Creating quite a quandary, a provision in the Obamacare law is in direct violation of existing law.
The ACA encourages companies to institute wellness programs designed to cut down on health care costs by creating healthier employees. Employees are incentivised to participate in these programs by up to a 50% reduction in out-of-pocket health care costs (premiums, deductibles and other costs), which translates into hundreds and sometimes thousands of dollars in extra annual costs for those who do not participate.
The problem is, wellness programs are in direct violation of the American’s With Disabilities Act, which prohibits medical screening as part of employment. Obamacare mandates that employees must undergo medical testing to be eligible for reduced premiums, yet federal law says this is illegal.
U.S. CEOs threaten to pull tacit Obamacare support over ‘wellness’ spat
By Sharon Begley
Major U.S. corporations have broadly supported President Barack Obama’s healthcare reform despite concerns over several of its elements, largely because it included provisions encouraging the wellness programs.
The programs aim to control healthcare costs by reducing smoking, obesity, hypertension and other risk factors that can lead to expensive illnesses. A bipartisan provision in the 2010 healthcare reform law allows employers to reward workers who participate and penalize those who don’t.

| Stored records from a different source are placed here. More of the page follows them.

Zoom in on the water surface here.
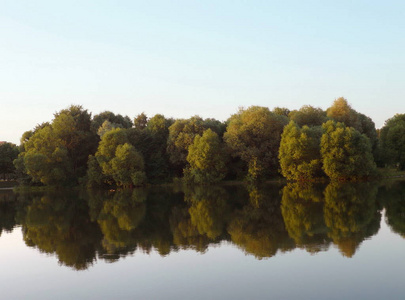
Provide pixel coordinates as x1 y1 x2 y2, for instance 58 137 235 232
0 182 405 299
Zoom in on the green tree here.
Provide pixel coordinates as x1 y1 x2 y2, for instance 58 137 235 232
321 120 376 179
167 116 223 176
278 121 323 180
0 143 20 179
91 111 133 133
224 106 288 181
134 113 148 129
16 105 97 185
380 114 405 170
111 143 146 187
326 97 377 155
184 129 226 183
288 105 328 127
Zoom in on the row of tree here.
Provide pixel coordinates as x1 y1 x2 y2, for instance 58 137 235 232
0 98 405 187
0 182 405 269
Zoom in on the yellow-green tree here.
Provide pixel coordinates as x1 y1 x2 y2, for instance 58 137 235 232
380 114 405 170
15 105 97 185
326 97 377 153
278 121 324 180
321 121 376 180
111 143 146 187
288 105 328 127
184 129 226 184
224 106 288 181
0 143 20 179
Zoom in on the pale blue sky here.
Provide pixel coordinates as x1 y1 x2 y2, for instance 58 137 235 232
0 0 405 143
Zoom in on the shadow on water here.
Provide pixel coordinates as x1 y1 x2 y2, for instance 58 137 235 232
0 183 405 270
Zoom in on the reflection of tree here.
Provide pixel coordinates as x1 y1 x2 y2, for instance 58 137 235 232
379 181 405 238
97 189 146 254
281 183 330 253
324 182 381 257
170 206 210 252
186 186 229 240
170 186 230 252
228 186 294 258
22 193 101 270
89 187 177 261
0 191 16 236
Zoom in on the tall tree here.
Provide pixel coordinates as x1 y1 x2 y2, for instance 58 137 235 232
288 105 328 127
326 97 377 151
380 114 405 170
224 106 288 180
0 143 19 179
278 121 324 180
184 129 226 183
321 120 376 179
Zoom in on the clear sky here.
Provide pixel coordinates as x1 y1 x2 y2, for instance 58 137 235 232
0 0 405 143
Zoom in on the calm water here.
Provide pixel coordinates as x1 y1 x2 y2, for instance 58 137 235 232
0 182 405 299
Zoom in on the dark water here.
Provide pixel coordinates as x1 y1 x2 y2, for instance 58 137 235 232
0 182 405 299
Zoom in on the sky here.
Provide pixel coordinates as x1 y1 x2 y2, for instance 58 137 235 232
0 0 405 144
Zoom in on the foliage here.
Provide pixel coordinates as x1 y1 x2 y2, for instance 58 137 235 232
288 105 328 127
326 97 377 155
0 143 20 179
167 116 223 175
91 111 133 133
224 106 287 181
87 128 146 187
184 129 226 183
380 114 405 170
321 121 376 179
279 121 323 180
16 105 96 185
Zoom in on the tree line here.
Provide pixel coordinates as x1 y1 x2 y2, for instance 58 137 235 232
0 98 405 187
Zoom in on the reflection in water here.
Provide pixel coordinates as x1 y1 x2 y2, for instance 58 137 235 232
228 186 294 258
281 183 330 253
324 183 381 257
0 183 405 270
378 181 405 238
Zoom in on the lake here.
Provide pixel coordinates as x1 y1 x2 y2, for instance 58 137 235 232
0 181 405 299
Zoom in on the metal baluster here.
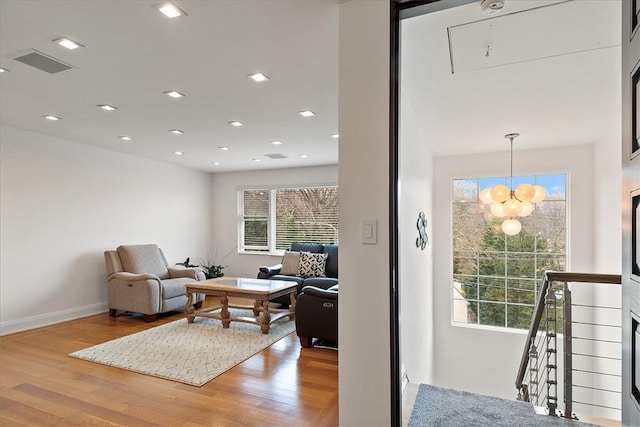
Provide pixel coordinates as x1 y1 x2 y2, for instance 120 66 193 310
545 282 558 416
526 340 540 402
563 282 573 418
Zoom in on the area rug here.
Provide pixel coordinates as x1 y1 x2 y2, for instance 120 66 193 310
69 309 295 386
409 384 595 427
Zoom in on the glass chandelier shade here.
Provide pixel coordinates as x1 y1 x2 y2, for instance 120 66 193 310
478 133 547 236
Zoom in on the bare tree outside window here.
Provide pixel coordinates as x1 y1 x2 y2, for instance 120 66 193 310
452 175 567 329
239 186 339 253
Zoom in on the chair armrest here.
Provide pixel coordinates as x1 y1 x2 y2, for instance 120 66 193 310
109 271 160 282
298 286 339 300
260 264 282 277
169 266 205 281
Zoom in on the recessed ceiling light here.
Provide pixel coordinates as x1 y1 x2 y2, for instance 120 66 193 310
158 2 186 19
165 90 186 98
98 104 118 111
53 37 84 50
249 73 269 83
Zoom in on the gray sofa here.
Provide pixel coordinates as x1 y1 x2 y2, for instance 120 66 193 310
258 243 338 305
104 244 205 322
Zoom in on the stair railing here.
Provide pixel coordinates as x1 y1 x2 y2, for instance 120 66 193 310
515 271 621 418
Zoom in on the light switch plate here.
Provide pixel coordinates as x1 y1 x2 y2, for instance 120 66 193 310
360 219 378 245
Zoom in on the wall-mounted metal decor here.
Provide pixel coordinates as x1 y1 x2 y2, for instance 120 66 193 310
416 212 429 251
631 67 640 158
631 0 640 39
631 311 640 405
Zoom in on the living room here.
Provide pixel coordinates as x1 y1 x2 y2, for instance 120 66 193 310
0 2 636 425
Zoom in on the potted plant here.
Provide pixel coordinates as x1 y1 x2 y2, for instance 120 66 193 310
197 248 235 279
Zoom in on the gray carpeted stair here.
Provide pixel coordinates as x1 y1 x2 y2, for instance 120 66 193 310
409 384 593 427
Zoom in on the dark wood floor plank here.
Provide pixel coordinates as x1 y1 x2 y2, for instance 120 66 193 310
0 300 338 427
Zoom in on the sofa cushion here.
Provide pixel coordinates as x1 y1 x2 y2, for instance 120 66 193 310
302 277 338 289
280 251 300 276
290 242 323 253
298 252 328 279
269 274 304 285
160 277 193 299
116 245 169 279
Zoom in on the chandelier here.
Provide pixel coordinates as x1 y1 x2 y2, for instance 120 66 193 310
478 133 546 236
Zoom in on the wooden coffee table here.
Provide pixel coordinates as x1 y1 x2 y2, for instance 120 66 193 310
185 277 298 334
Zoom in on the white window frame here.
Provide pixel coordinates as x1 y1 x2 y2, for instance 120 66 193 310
237 182 339 256
450 171 570 333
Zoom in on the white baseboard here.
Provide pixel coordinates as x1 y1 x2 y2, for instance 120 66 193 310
0 302 109 336
400 363 409 393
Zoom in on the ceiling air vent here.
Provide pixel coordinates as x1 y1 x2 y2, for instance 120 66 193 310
14 49 73 74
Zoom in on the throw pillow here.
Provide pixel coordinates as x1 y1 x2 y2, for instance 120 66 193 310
298 252 329 279
280 251 300 276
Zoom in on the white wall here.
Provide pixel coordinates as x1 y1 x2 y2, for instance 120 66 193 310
339 0 396 427
0 126 211 334
210 165 338 277
433 145 620 398
398 88 438 384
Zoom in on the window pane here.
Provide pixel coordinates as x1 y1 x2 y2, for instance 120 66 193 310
478 277 505 302
478 302 505 326
243 190 269 218
453 179 478 203
243 219 269 249
507 305 533 329
452 175 567 329
276 187 338 249
507 279 537 306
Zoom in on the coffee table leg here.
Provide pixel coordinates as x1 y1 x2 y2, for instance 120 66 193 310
260 300 271 334
220 295 231 329
289 290 296 320
253 300 262 316
184 289 196 323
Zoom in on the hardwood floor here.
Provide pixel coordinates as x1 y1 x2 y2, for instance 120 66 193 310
0 300 338 427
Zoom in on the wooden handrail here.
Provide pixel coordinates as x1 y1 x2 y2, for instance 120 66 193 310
516 271 622 390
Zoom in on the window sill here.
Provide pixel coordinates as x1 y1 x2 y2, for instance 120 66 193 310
451 321 529 335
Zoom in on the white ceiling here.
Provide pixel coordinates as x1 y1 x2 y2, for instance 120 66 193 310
0 0 338 172
401 0 621 156
0 0 620 172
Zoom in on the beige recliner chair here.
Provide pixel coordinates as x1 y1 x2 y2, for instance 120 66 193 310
104 245 205 322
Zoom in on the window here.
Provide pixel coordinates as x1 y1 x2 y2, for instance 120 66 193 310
238 186 338 254
452 175 567 329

But recent lawsuits filed by the administration’s Equal Employment Opportunity Commission (EEOC), challenging the programs at Honeywell International and two smaller companies, have thrown the future of that part of Obamacare into doubt.
The lawsuits infuriated some large employers so much that they are considering aligning themselves with Obama’s opponents, according to people familiar with the executives’ thinking.
“The fact that the EEOC sued is shocking to our members,” said Maria Ghazal, vice-president and counsel at the Business Roundtable, a group of chief executives of more than 200 large U.S. corporations. “They don’t understand why a plan in compliance with the ACA (Affordable Care Act) is the target of a lawsuit,” she said. “This is a major issue to our members.”
“There have been conversations at the most senior levels of the administration about this,” she added.
Business Roundtable members are due to meet Obama in a closed-door session on Tuesday, where they may air their concerns.
It is not clear how many members of the group, whose companies sponsor health insurance for 40 million people, are considering any action. It is also not clear if the White House can stop the EEOC from challenging wellness programs.